A common thread among these stories is the audience being initially unsure if the act in question is a bit or not. That night in Bicester, it was even more understandable, given that only minutes earlier, Cognito had joked about dying. He’d, in fact, said the words “imagine if I died in front of you lot here” and joked about having a stroke and waking up speaking Welsh. So when he slumped to the stool and stopped talking, it didn’t feel off-topic. A few minutes later, a friend realized it wasn’t an act, but it was too late to do anything about it.

Dick Shawn

You may not know the name Dick Shawn, but he had a long and fruitful career in film and as a solo stage performer. If nothing else, his voice is probably part of a particularly nostalgic pocket of your memory as the “Snow Miser” in The Year Without A Santa Claus. But for all his on-screen success, he never lost sight of what he truly felt was funniest: some truly insane live comedy antics.
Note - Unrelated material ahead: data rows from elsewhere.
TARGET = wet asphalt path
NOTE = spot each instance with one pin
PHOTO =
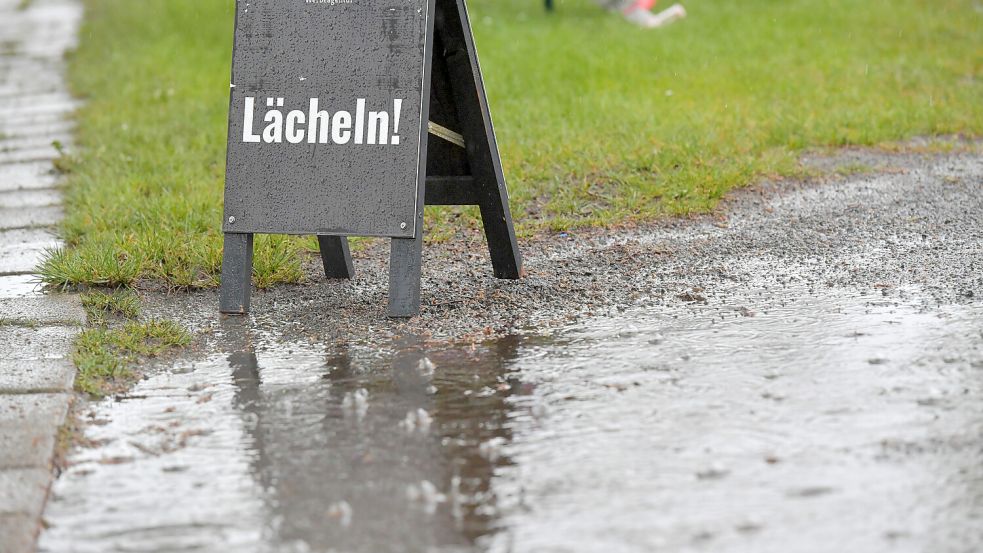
(803, 374)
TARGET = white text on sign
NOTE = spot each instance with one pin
(317, 126)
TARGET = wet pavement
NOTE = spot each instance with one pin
(824, 421)
(805, 375)
(36, 328)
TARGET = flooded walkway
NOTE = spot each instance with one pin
(828, 421)
(789, 402)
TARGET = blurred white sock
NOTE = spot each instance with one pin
(649, 20)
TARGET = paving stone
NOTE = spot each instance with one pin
(12, 142)
(23, 491)
(29, 376)
(18, 533)
(30, 198)
(39, 153)
(31, 446)
(43, 342)
(20, 176)
(34, 217)
(50, 309)
(23, 249)
(41, 410)
(20, 286)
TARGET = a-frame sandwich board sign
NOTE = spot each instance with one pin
(346, 118)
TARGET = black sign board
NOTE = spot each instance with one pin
(346, 118)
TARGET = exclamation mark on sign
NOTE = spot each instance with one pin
(397, 108)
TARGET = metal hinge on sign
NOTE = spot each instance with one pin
(445, 133)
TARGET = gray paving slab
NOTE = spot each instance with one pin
(18, 533)
(29, 376)
(49, 309)
(30, 198)
(33, 217)
(20, 286)
(21, 250)
(23, 491)
(31, 343)
(36, 153)
(41, 412)
(22, 176)
(12, 141)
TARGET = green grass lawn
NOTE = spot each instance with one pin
(599, 123)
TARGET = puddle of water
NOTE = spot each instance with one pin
(816, 423)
Although his career was decades ago, his sense of humor still tracks as not only modern, but cutting edge. A bit he did as part of his show The Second Greatest Entertainer in the Whole Wide World, in which he climbed out of a pile of trash at the start, could be pulled straight from an episode of Eric Andre. These sorts of strange physical decisions made it not particularly shocking when he collapsed on stage in 1987 at a show at the University of California, San Diego. Unfortunately, it proved not to be another pratfall, but a genuine heart attack, and Shawn passed away that day.

Frank Fontaine

Fontaine had a brief stint in the national eye thanks to a casting by his friend Jackie Gleason. He played a drunk named Crazy Guggenheim, and the country was a fan. Outside of that role, though, he spent most of his career working the clubs, an off-screen grind that requires constant effort and no reruns or royalties.
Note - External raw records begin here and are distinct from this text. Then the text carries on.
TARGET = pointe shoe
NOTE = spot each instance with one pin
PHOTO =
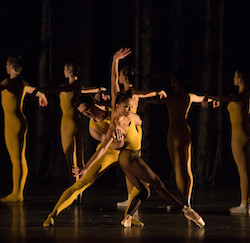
(190, 214)
(49, 222)
(123, 204)
(134, 221)
(20, 198)
(239, 210)
(10, 198)
(127, 221)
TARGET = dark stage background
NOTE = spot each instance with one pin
(207, 37)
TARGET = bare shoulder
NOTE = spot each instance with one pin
(4, 82)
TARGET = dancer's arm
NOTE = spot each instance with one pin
(42, 98)
(143, 94)
(122, 53)
(92, 90)
(203, 99)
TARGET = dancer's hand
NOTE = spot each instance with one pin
(122, 53)
(119, 134)
(102, 89)
(105, 97)
(162, 94)
(42, 99)
(216, 103)
(75, 169)
(204, 103)
(79, 172)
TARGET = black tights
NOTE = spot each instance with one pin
(140, 174)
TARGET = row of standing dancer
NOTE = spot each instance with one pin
(179, 146)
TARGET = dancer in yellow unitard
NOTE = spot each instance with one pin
(133, 166)
(71, 127)
(13, 91)
(126, 77)
(98, 126)
(238, 108)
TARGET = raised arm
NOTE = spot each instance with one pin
(122, 53)
(143, 94)
(42, 98)
(92, 90)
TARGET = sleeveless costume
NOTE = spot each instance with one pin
(179, 144)
(71, 127)
(15, 130)
(96, 170)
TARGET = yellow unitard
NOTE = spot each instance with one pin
(15, 130)
(140, 174)
(179, 143)
(96, 170)
(71, 133)
(240, 143)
All that hustling seemed to finally catch up with him as he exited the stage in 1978, when he suffered a heart attack. He’d had heart issues before, and that night he passed away without ever having a second chance on the silver screen. Forever unable to escape comedy, though, even his death had an odor of irony: The show he’d just performed on was a medical benefit, for which a large sum of money was going to be donated on his behalf to heart disease research.

Andy Kaufman

For the last entry, we’ll look at a comedian who didn’t die during his act, but instead made his death part of it. Kaufman is well-known as maybe the forefather of alt comedy, with awards still bearing his name for subversive comics in the modern age. So when a man who you took seriously only at your own risk was reported dead, it only added to his legend. 
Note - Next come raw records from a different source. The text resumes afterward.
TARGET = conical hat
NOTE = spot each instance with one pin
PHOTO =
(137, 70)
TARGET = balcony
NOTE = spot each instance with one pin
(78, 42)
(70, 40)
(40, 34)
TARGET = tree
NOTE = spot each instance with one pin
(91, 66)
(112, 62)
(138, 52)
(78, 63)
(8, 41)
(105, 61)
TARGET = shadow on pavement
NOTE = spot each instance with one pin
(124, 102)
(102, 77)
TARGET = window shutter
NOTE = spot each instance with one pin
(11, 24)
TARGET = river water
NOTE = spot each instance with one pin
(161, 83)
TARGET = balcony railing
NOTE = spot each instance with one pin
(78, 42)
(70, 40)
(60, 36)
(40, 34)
It certainly wasn’t helped by the fact that he’d talked about faking his own death before, despite the fact that his lung cancer diagnosis would be a stretch of an act even for him. You’re not going to get much assistance from his family or friends, either, which is probably why Kaufman still being alive continues to be a popular theory today. It seems more and more unlikely, but hey, who knows? Maybe someday, you’ll walk into a restaurant and see Kaufman, Elvis and Tupac sharing a booth.